You don't need to master Cocoa and Objective C to create killer iPhone apps. Rhomobile, PhoneGap, Appcelerator, and Ansca tools leverage standard Web technologies and still tap native features
The Rhomobile development process is just like building a Ruby on Rails Web application. The phone is both server and client. It has a split personality and is always talking to itself.
The Ruby on Rails developer will feel right at home. You craft your user interface in HTML with embedded commands in .rb and .erb files, then fire them off by typing rake in the command line. You can also use Xcode on the Mac and Eclipse when developing for other platforms. The Rhomobile scripts compile the Ruby code, bundle everything together into an application, sign it, and fire up the simulator for you. The interaction and debug cycle is pretty quick.
The database is not MySQL or an embedded database, but Rhom, an object mapping tool with some basic queries. It's not unlike some of the stripped-down databases like CouchDB that are becoming common. Rhom runs on the phone itself, but it interacts with RhoSync servers using AJAX calls, a technique that allows the local database to back up and update itself with distant servers. This RhoSync tool is also a Ruby on Rails application that you can install on your server. It can serve data to Rhodes applications.
I struggled through several basic glitches on my Mac. The application was pretty sensitive to the characters used to end lines, a problem that went away once I forced my editor to go with Unix endings. There's also no simple mechanism for handling 404 errors. The application just crashed whenever it couldn't find a page. It works better if you stay within Xcode. But I found work-arounds for all of the glitches and built some simple applications without problems.
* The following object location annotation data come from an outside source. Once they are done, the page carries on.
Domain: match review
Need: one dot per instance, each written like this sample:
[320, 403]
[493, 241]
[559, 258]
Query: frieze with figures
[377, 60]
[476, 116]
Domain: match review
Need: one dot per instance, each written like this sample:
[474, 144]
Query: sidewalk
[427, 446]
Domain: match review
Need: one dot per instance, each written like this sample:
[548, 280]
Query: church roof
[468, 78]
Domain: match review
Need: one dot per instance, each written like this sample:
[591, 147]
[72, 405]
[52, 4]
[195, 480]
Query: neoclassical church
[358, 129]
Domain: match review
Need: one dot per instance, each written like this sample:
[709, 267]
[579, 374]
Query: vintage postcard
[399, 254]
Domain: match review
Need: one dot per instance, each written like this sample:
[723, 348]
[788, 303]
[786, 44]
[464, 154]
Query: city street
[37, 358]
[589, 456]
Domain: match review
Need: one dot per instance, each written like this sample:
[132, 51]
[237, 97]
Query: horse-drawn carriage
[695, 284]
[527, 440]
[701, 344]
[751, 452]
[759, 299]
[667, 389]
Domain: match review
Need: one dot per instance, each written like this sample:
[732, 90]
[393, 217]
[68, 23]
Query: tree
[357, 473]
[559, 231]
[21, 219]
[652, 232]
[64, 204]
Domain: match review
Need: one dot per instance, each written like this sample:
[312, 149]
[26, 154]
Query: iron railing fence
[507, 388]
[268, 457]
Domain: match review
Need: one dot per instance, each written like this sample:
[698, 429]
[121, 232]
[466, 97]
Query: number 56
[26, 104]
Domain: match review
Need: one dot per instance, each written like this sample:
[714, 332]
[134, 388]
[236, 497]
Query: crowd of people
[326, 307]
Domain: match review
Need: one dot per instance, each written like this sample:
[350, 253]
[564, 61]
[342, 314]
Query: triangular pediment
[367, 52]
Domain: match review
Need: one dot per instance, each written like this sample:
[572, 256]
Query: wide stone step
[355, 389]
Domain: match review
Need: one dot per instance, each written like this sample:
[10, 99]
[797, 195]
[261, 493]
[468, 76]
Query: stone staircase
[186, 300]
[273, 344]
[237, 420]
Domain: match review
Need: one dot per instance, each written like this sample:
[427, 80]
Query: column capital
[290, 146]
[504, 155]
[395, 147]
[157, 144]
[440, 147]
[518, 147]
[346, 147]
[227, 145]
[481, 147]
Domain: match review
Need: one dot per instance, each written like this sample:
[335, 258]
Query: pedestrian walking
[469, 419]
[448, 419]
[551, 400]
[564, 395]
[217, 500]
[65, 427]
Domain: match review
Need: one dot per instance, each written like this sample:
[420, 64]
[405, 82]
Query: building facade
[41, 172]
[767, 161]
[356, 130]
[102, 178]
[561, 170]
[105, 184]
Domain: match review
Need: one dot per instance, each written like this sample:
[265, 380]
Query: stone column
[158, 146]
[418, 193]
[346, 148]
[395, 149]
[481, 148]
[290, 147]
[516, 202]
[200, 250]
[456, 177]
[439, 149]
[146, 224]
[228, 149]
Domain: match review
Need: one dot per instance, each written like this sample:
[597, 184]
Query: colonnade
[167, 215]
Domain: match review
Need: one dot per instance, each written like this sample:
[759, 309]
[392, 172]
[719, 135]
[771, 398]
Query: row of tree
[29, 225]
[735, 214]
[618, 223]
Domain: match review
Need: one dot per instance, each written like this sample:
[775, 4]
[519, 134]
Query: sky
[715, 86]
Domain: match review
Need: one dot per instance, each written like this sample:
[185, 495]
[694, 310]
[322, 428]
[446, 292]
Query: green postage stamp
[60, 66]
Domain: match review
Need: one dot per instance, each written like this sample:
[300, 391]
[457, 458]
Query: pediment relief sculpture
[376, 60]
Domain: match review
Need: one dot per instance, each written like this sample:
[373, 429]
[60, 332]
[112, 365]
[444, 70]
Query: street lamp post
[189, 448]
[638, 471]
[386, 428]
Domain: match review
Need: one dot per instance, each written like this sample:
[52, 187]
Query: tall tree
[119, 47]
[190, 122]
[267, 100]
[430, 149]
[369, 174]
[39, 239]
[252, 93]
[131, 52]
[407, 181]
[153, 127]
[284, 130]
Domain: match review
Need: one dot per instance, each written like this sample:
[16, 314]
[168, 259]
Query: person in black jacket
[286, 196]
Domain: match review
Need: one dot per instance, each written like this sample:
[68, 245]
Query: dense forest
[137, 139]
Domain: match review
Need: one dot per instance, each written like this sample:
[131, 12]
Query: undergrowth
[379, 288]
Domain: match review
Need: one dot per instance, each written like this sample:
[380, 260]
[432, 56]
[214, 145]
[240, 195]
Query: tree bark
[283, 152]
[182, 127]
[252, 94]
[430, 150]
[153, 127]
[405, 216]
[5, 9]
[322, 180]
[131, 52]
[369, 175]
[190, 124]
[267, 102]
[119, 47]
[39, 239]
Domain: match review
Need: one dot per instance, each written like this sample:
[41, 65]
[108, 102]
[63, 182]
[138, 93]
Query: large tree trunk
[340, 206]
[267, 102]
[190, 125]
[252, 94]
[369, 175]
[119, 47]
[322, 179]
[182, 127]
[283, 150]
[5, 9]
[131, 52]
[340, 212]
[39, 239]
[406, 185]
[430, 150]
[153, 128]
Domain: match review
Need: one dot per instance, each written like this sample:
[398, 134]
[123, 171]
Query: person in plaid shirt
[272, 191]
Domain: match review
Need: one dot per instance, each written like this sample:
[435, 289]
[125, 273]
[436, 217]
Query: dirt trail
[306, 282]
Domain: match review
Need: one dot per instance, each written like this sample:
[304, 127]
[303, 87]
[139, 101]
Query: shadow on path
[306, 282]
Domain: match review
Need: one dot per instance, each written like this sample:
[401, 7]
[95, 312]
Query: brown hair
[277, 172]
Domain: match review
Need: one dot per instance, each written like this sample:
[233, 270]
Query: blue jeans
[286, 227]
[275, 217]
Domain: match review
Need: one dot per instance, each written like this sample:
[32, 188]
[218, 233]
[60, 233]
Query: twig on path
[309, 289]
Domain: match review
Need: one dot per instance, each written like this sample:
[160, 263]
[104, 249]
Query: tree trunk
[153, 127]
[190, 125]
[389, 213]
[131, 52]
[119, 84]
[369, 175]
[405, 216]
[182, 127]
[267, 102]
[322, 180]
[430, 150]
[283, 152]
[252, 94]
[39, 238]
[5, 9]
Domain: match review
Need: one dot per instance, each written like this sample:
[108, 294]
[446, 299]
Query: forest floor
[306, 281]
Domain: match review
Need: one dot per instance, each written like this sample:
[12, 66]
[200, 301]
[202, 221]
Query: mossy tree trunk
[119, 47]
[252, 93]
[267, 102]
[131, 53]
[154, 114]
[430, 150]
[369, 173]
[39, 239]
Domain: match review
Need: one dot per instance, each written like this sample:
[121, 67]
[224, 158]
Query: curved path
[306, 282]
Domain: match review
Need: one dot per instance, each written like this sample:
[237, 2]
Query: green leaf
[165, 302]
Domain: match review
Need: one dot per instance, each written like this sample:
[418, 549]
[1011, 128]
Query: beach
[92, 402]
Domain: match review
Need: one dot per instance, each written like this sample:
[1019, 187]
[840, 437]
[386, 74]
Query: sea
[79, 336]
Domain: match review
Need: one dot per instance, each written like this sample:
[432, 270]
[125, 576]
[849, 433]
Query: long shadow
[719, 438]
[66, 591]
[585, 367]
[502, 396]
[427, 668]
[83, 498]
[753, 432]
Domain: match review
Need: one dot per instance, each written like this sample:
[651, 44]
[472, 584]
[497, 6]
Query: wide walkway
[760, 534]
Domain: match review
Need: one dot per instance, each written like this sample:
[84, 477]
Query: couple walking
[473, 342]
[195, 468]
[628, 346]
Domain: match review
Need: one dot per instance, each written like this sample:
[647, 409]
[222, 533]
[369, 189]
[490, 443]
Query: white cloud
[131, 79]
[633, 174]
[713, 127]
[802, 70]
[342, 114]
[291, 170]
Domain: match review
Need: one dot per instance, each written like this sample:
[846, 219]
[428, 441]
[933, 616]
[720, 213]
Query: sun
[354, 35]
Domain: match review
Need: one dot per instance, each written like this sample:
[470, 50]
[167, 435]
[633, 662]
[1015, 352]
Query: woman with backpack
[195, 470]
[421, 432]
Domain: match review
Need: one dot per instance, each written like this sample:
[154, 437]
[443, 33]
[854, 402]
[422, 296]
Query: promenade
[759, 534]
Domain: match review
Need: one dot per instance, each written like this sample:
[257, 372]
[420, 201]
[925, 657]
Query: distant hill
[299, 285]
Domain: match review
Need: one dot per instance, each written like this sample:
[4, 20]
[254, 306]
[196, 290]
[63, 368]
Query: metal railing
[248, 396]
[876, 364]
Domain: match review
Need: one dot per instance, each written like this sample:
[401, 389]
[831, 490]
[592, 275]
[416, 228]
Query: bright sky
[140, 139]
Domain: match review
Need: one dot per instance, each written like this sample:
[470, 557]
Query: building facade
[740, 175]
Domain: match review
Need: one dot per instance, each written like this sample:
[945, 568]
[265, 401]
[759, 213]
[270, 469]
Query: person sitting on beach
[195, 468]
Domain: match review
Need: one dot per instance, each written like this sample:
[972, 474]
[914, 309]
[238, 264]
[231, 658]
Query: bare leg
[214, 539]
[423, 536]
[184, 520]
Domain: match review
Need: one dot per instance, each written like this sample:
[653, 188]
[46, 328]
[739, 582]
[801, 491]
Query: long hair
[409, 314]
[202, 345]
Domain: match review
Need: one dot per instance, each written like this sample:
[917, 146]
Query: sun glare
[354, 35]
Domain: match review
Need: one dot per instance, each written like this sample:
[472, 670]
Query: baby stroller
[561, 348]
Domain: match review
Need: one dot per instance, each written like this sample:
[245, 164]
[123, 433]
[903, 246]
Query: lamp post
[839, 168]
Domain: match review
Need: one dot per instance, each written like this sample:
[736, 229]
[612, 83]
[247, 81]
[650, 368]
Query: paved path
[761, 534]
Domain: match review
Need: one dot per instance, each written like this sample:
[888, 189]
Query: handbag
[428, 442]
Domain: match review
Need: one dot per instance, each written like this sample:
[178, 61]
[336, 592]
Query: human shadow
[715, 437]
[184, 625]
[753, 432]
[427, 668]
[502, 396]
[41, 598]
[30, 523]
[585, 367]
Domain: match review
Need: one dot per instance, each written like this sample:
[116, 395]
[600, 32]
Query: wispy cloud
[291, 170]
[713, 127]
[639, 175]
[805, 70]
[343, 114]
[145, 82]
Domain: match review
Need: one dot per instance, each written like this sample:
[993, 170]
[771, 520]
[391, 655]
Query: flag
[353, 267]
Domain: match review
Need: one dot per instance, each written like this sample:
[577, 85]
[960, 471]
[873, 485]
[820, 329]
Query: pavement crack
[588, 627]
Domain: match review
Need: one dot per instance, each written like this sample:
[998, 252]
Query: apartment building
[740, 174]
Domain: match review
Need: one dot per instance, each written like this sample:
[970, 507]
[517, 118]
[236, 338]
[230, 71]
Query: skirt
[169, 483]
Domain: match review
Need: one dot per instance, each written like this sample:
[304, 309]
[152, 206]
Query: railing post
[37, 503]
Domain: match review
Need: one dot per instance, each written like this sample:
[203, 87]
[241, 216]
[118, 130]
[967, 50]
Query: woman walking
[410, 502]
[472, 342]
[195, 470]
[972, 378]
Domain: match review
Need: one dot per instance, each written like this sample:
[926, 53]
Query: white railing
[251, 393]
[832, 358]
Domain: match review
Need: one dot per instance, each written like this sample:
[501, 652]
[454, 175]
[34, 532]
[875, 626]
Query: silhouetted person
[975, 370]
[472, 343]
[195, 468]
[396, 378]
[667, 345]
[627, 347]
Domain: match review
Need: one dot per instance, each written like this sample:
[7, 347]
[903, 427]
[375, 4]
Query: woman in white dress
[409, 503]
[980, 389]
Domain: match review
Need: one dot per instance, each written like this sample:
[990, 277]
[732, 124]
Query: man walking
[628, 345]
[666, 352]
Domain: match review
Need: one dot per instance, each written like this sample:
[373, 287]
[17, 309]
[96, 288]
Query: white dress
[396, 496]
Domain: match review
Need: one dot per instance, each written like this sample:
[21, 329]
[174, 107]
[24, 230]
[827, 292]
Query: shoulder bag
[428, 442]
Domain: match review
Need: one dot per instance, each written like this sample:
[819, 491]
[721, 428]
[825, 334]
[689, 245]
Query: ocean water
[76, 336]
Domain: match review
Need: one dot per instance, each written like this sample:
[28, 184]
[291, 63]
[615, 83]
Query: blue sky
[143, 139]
While the goal is to build a home that will be very familiar to the Ruby on Rails programmer, the Rhomobile world is not the same as Rails. If you love to do clever meta programming using the eval instruction, you'll be frequently thwarted because Rhomobile bends over backward to prevent developers from adding new features or functions. Apple wants to thoroughly scrutinize each application before it launches, and functions like eval make it impossible to, well, evaluate the code beforehand. So Rhomobile has left eval out of the Rhodes framework.
Rhodes is also a bit lighter than many of the traditional Ruby on Rails frameworks. Rhomobile left out XML and Web services, for instance, to save space. After all, the application you create is constantly talking to itself, so there shouldn't be the same need to work with outside standards. If there's no XML parser in the client layer, then don't use XML on the server layer. Tags are the equivalent of arteriosclerosis here.
Rhomobile is also adding new features that let the Ruby/HTML programmer interact with the iPhone's capabilities. It's built out the links to the geolocation information, the contact manager, and the camera. The date/time manager and the ring tone manager are coming.